In any form of alcoholic gastritis, in addition to therapeutic nutrition, drug therapy is necessary aimed at normalizing acid-base balance, restoring stomach protection factors and eliminating dyspeptic disorders. Pharmacological treatment includes:
- Proton pump inhibitors. These include medicines such as omeprazole, rabeprazole. These drugs affect the final stage of hydrochloric acid synthesis, inhibit both basal and stimulated its secretion. They are a mandatory component of hyperacid therapy.
- Histamine receptor blockers. Typical representatives of this group are ranitidine, famotidine. They inhibit the production of pepsin and hydrochloric acid. Due to side effects and less ability to maintain pH compared to proton pump inhibitors, they are rarely prescribed in practical gastroenterology.
- Gastroprotectors. They form protective films on the surface of erosions, increase the amount of prostaglandins, mucus, and bicarbonate, as a result of which the resistance of the mucosa to aggression factors increases. An additional therapeutic effect is associated with the accumulation of epidermal growth factor, which enhances the regeneration of the damaged mucous membrane.
- Eradication of Helicobacter pylori. To do this, a standard triple scheme is used using proton pump inhibitors, antibacterial agents from a number of macrolides, penicillins, and if it is ineffective, quadrotherapy, in which a group of antibiotics (metronidazole, tetracycline) is changed and a gastroprotector is added.
- Prokinetics. Block D2 receptors, eliminating disorders of gastroduodenal motility (insufficient peristaltic activity and decreased stomach tone). This group of drugs has an antiemetic effect due to a combination of peripheral action and blockade of chemoreceptors of the trigger zone of the vomiting center. A typical representative is domperidone.

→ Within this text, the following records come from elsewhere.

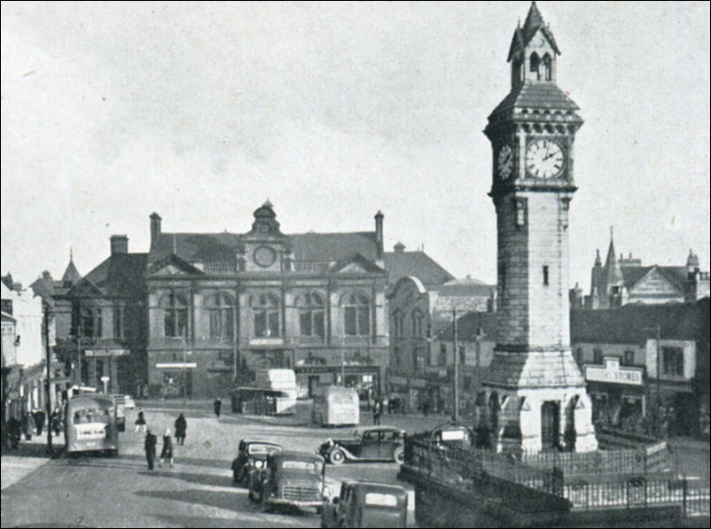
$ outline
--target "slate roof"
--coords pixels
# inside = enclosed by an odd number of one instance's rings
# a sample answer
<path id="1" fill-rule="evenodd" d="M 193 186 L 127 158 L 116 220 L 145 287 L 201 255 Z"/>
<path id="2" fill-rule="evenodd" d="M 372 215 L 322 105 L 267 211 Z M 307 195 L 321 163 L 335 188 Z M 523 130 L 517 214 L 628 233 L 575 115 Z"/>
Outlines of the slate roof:
<path id="1" fill-rule="evenodd" d="M 470 312 L 457 318 L 457 339 L 463 342 L 476 341 L 480 331 L 482 339 L 495 341 L 496 339 L 496 314 L 494 312 Z M 443 329 L 438 339 L 452 341 L 454 339 L 454 324 Z"/>
<path id="2" fill-rule="evenodd" d="M 389 284 L 395 284 L 402 277 L 413 276 L 430 289 L 454 279 L 454 276 L 424 252 L 386 252 L 383 262 L 385 269 L 389 273 Z"/>
<path id="3" fill-rule="evenodd" d="M 535 5 L 535 2 L 532 2 L 531 8 L 528 10 L 528 14 L 526 17 L 526 21 L 523 23 L 523 27 L 517 27 L 513 32 L 513 38 L 512 39 L 511 48 L 509 48 L 509 57 L 507 60 L 510 61 L 513 58 L 516 50 L 526 47 L 539 29 L 543 33 L 548 42 L 551 43 L 551 46 L 555 52 L 560 55 L 560 50 L 558 48 L 558 43 L 553 37 L 552 32 L 543 22 L 543 17 L 541 15 L 541 12 L 538 11 L 538 6 Z"/>
<path id="4" fill-rule="evenodd" d="M 294 261 L 340 261 L 358 253 L 375 261 L 378 245 L 374 231 L 301 233 L 288 236 Z"/>
<path id="5" fill-rule="evenodd" d="M 114 253 L 74 284 L 72 290 L 78 292 L 89 282 L 105 296 L 145 296 L 147 258 L 147 253 Z"/>
<path id="6" fill-rule="evenodd" d="M 514 108 L 543 108 L 551 111 L 577 111 L 580 107 L 552 82 L 525 81 L 514 86 L 509 95 L 496 105 L 492 117 L 502 113 L 510 113 Z M 575 116 L 576 120 L 582 119 Z"/>
<path id="7" fill-rule="evenodd" d="M 696 303 L 629 304 L 608 309 L 570 313 L 573 343 L 642 344 L 656 338 L 700 340 L 708 344 L 709 299 Z"/>
<path id="8" fill-rule="evenodd" d="M 66 265 L 66 269 L 64 271 L 64 276 L 62 276 L 62 282 L 71 284 L 76 283 L 80 279 L 82 279 L 82 274 L 76 269 L 74 260 L 70 259 L 69 264 Z"/>
<path id="9" fill-rule="evenodd" d="M 656 268 L 666 277 L 669 283 L 676 286 L 680 292 L 684 292 L 684 283 L 686 282 L 686 267 L 660 267 L 652 265 L 651 267 L 620 267 L 624 278 L 624 284 L 628 291 L 641 281 L 645 276 Z"/>

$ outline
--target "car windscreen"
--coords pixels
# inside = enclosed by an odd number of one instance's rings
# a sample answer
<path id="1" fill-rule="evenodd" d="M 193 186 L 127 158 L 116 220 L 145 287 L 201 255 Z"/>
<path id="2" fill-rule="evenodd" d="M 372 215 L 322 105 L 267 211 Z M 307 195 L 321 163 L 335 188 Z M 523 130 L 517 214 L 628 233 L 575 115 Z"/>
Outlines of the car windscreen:
<path id="1" fill-rule="evenodd" d="M 301 471 L 306 472 L 321 472 L 321 465 L 320 462 L 314 462 L 314 461 L 295 461 L 287 459 L 286 461 L 283 461 L 281 463 L 281 468 L 285 471 Z"/>
<path id="2" fill-rule="evenodd" d="M 366 493 L 364 502 L 377 507 L 397 507 L 397 496 L 385 493 Z"/>

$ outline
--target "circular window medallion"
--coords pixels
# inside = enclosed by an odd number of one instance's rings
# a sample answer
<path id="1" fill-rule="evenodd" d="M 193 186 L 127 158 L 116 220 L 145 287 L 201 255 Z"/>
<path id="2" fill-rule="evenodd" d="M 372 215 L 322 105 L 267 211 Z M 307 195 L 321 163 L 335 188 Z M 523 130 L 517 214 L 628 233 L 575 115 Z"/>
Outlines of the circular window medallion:
<path id="1" fill-rule="evenodd" d="M 277 253 L 270 246 L 260 246 L 254 250 L 254 262 L 261 267 L 271 266 L 277 261 Z"/>

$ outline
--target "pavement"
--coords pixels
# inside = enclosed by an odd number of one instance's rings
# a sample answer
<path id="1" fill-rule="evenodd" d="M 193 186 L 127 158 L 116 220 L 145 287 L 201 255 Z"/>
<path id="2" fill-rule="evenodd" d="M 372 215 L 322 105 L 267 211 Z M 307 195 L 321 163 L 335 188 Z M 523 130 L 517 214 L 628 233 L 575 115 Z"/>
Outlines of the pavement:
<path id="1" fill-rule="evenodd" d="M 52 443 L 54 452 L 60 454 L 64 449 L 64 436 L 56 439 L 52 435 L 52 440 L 57 441 Z M 51 461 L 47 455 L 46 432 L 33 436 L 31 440 L 23 439 L 17 450 L 4 448 L 1 459 L 0 488 L 6 488 Z"/>

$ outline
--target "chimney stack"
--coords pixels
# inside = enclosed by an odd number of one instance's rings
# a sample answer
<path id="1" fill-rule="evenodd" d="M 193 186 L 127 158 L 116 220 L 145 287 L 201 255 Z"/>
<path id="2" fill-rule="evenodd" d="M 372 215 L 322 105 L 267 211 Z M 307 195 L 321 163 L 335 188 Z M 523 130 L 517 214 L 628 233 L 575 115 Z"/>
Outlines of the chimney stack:
<path id="1" fill-rule="evenodd" d="M 112 235 L 111 236 L 111 254 L 115 253 L 129 253 L 129 237 L 125 235 Z"/>
<path id="2" fill-rule="evenodd" d="M 158 238 L 160 237 L 160 215 L 153 212 L 151 214 L 151 248 L 153 248 L 158 244 Z"/>
<path id="3" fill-rule="evenodd" d="M 378 210 L 375 214 L 375 244 L 378 245 L 378 259 L 383 258 L 383 217 L 385 215 Z"/>

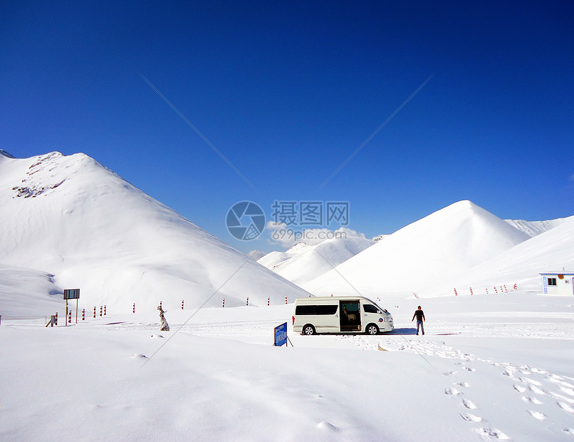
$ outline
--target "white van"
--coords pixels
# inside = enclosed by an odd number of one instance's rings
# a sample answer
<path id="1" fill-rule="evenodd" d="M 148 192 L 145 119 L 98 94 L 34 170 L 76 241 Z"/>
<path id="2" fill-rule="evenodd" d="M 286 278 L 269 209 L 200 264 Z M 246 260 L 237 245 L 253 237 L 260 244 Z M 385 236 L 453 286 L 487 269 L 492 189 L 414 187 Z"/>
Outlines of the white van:
<path id="1" fill-rule="evenodd" d="M 293 309 L 293 331 L 303 334 L 377 334 L 393 329 L 391 314 L 362 297 L 297 298 Z"/>

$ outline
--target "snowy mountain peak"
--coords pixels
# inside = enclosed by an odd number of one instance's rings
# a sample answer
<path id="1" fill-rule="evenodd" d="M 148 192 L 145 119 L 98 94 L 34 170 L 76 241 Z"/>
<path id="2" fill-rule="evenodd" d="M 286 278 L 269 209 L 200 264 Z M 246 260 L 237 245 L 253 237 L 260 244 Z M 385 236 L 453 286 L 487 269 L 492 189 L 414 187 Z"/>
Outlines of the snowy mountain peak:
<path id="1" fill-rule="evenodd" d="M 0 160 L 2 160 L 2 157 L 6 157 L 6 158 L 16 158 L 14 155 L 6 150 L 0 149 Z"/>
<path id="2" fill-rule="evenodd" d="M 216 292 L 214 304 L 225 297 L 229 306 L 308 294 L 85 154 L 2 158 L 0 264 L 53 274 L 58 287 L 80 288 L 86 307 L 172 308 L 184 298 L 192 307 Z"/>

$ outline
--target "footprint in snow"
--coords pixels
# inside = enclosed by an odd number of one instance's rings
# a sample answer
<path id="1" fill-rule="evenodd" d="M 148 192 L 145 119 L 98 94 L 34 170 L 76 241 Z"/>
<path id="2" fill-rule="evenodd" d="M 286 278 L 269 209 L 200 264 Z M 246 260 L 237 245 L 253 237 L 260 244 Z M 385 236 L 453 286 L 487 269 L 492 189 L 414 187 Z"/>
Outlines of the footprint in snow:
<path id="1" fill-rule="evenodd" d="M 524 384 L 528 384 L 529 385 L 536 385 L 537 386 L 541 386 L 542 383 L 538 382 L 538 381 L 535 381 L 534 379 L 531 379 L 530 378 L 518 378 L 521 382 Z"/>
<path id="2" fill-rule="evenodd" d="M 574 407 L 572 406 L 568 405 L 565 402 L 560 402 L 558 403 L 558 406 L 562 408 L 563 410 L 568 411 L 568 413 L 574 413 Z"/>
<path id="3" fill-rule="evenodd" d="M 536 385 L 528 385 L 528 389 L 536 394 L 546 394 L 546 392 L 544 391 L 544 390 Z"/>
<path id="4" fill-rule="evenodd" d="M 487 437 L 500 439 L 501 441 L 508 441 L 510 439 L 508 436 L 496 428 L 474 428 L 473 431 L 478 433 L 484 440 L 486 440 Z"/>
<path id="5" fill-rule="evenodd" d="M 535 411 L 534 410 L 526 410 L 526 411 L 528 411 L 532 417 L 538 421 L 546 421 L 548 418 L 546 414 L 540 411 Z"/>
<path id="6" fill-rule="evenodd" d="M 477 407 L 472 401 L 469 399 L 462 399 L 462 405 L 469 408 L 469 410 L 476 410 Z"/>
<path id="7" fill-rule="evenodd" d="M 536 405 L 540 405 L 542 404 L 542 402 L 538 401 L 536 398 L 531 398 L 526 396 L 522 396 L 522 400 L 528 404 L 536 404 Z"/>
<path id="8" fill-rule="evenodd" d="M 319 422 L 317 424 L 317 428 L 320 428 L 321 430 L 325 430 L 327 431 L 338 431 L 339 428 L 335 426 L 333 423 L 327 422 L 326 421 L 323 421 L 323 422 Z"/>
<path id="9" fill-rule="evenodd" d="M 459 391 L 456 389 L 444 389 L 444 394 L 457 396 L 460 394 L 460 391 Z"/>
<path id="10" fill-rule="evenodd" d="M 560 379 L 557 379 L 555 378 L 549 377 L 547 378 L 548 381 L 550 382 L 553 382 L 554 384 L 558 384 L 563 386 L 570 387 L 570 389 L 574 389 L 574 384 L 570 384 L 570 382 L 565 382 L 564 381 L 560 381 Z"/>
<path id="11" fill-rule="evenodd" d="M 469 422 L 482 422 L 484 421 L 482 418 L 470 413 L 460 413 L 459 414 L 463 419 Z"/>

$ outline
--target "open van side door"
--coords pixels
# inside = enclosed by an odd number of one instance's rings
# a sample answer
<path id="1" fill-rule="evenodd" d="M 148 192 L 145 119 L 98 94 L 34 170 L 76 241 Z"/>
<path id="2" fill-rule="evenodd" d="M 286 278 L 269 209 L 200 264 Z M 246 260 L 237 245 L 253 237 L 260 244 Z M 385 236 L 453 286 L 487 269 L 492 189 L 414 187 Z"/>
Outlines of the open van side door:
<path id="1" fill-rule="evenodd" d="M 341 332 L 357 332 L 361 329 L 360 301 L 339 301 Z"/>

Physiotherapy measures help to remove signs of inflammation, normalize secretory and motor functions. Vegetocorrective (dyadinamotherapy, electroson), anti-inflammatory (low-intensity UHF therapy, high-frequency magnetotherapy) methods are used. Various methods of reparative regeneration (decimeter waves, infrared laser therapy) are also used.
Prognosis and prevention
With timely treatment, the prognosis is favorable in most cases, determined by the presence or absence of concomitant alcoholic lesions of the liver, pancreas and the degree of histological rearrangement in the stomach. The prognosis becomes doubtful with precancerous changes in the mucous membrane (intestinal meta-, dysplasia) against the background of atrophic gastritis. Primary prevention involves the rationalization of lifestyle, the organization of proper nutrition, the exclusion of alcohol, tobacco, medicines. Secondary prevention consists in conducting a course of H. eradication. pylori and FGDS screening once every 2 years.